Extract full chain and private key from .pfx and prepare for Forcepoint SMC

Overview

This guide shows how to extract the full certificate chain and private key from an existing PKCS#12 / .pfx file using OpenSSL, convert them to DER where needed, and have PEM files ready for import into Forcepoint SMC (which requires PEM for private key and certificate).

Input: certificate.pfx (contains private key + full chain)
Output:

  • key.pem – unencrypted private key in PEM
  • cert-chain.pem – full certificate chain in PEM
  • key.der – private key in DER (optional)
  • cert.der – end‑entity certificate in DER (optional)
  • chain.der – chain (intermediates + root) in DER (optional)

1. Extract private key from PFX

# 1.1 Extract encrypted private key from PFX
openssl pkcs12 -in certificate.pfx -nocerts -out key-encrypted.pem

# 1.2 Remove passphrase and create unencrypted private key
openssl rsa -in key-encrypted.pem -out key.pem

# (optional) Securely delete the encrypted key
shred -u key-encrypted.pem  # or use a secure delete method on your OS

Result: key.pem (PKCS#1 or PKCS#8 PRIVATE KEY in PEM).

2. Extract full certificate chain from PFX

# 2.1 Extract end‑entity (leaf) certificate only
openssl pkcs12 -in certificate.pfx -clcerts -nokeys -out cert.pem

# 2.2 Extract all CA certificates (intermediate + root)
openssl pkcs12 -in certificate.pfx -cacerts -nokeys -out ca-chain.pem

# 2.3 Build ordered full chain: leaf first, then intermediates, then root
cat cert.pem ca-chain.pem > cert-chain.pem

Result: cert-chain.pem contains the full chain suitable for most uses.

3. (Optional) Convert PEM to DER

Forcepoint SMC imports private key and certificate in PEM, but if you need DER versions for other systems you can generate them here.

3.1 Convert private key to DER

openssl pkcs8 -topk8 -inform PEM -outform DER -in key.pem -out key.der -nocrypt

3.2 Convert leaf certificate to DER

openssl x509 -in cert.pem -outform DER -out cert.der

3.3 Convert full chain to DER (per certificate)

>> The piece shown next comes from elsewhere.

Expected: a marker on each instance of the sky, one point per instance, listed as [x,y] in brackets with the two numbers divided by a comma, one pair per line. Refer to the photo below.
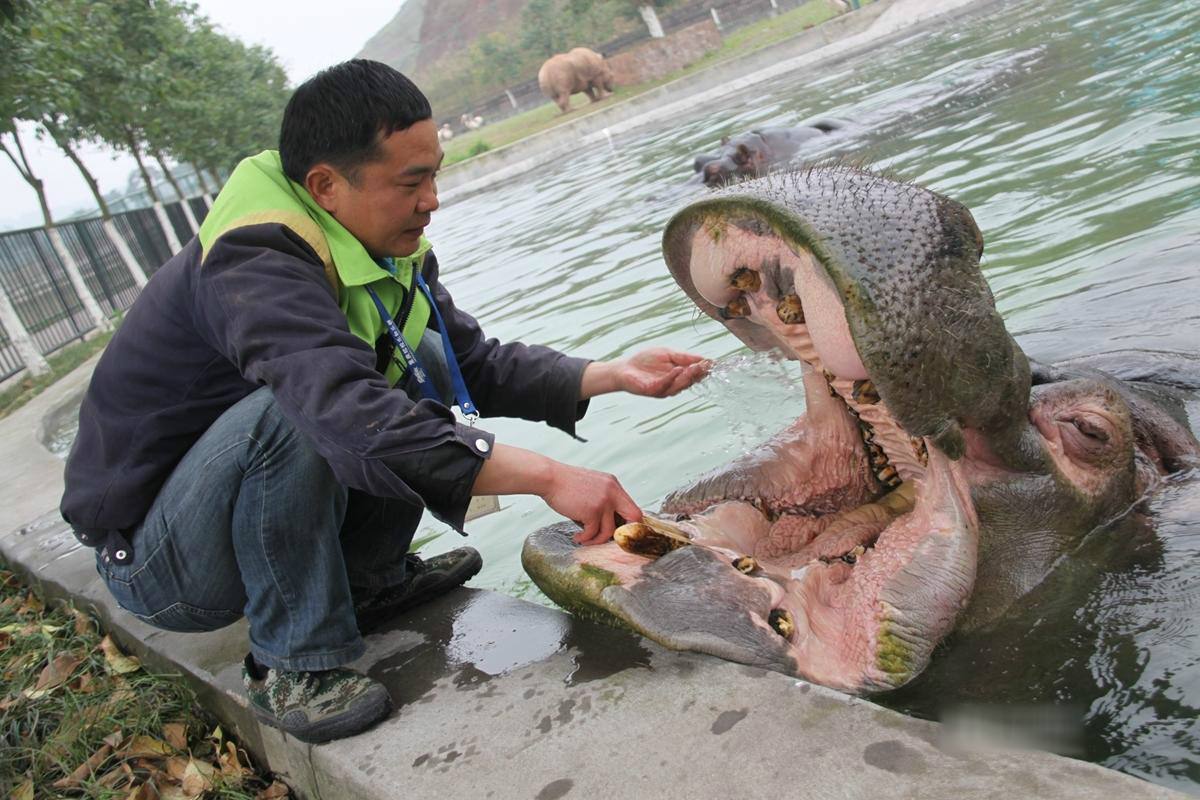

# Split chain into individual PEM files if needed, then:
openssl x509 -in intermediate1.pem -outform DER -out intermediate1.der
openssl x509 -in intermediate2.pem -outform DER -out intermediate2.der
openssl x509 -in root.pem         -outform DER -out root.der

Note: There is no single “multi-cert” DER container; convert each certificate individually.

4. Prepare files for Forcepoint SMC import

Forcepoint SMC expects PEM for private key and certificate when you use Import Private Key / TLS Credentials.

You should have at minimum:

  • key.pem – unencrypted private key (PEM)
  • cert.pem – end‑entity certificate (PEM)
  • ca-chain.pem or split into intermediate1.pem, intermediate2.pem, root.pem (PEM)

Optionally, you can keep cert-chain.pem (leaf + full chain) and use it where a bundle is required.

5. Import into Forcepoint SMC (TLS Credentials)

  1. Open the Management Client.
  2. Go to Configuration → Administration → Certificates → TLS Credentials.
  3. Right‑click TLS CredentialsImport Private Key.
  4. In the dialog:
    • Name: set a descriptive name (for example, fw-mgmt-tls).
    • Private Key: click Import and select key.pem.
    • Certificate: click Import and select cert.pem or cert-chain.pem.
    • Intermediate/CA certificates: if required, import the content of ca-chain.pem (or individual CA PEMs) in the intermediate / trusted CA sections.
  5. Save the configuration and deploy to the relevant engines.

6. Verification commands

# Check that key and certificate match
openssl rsa  -in key.pem  -noout -modulus | openssl md5
openssl x509 -in cert.pem -noout -modulus | openssl md5

# Inspect resulting chain
openssl crl2pkcs7 -nocrl -certfile cert-chain.pem |   openssl pkcs7 -print_certs -text -noout

Matching hashes from the first two commands confirm the private key and certificate belong together.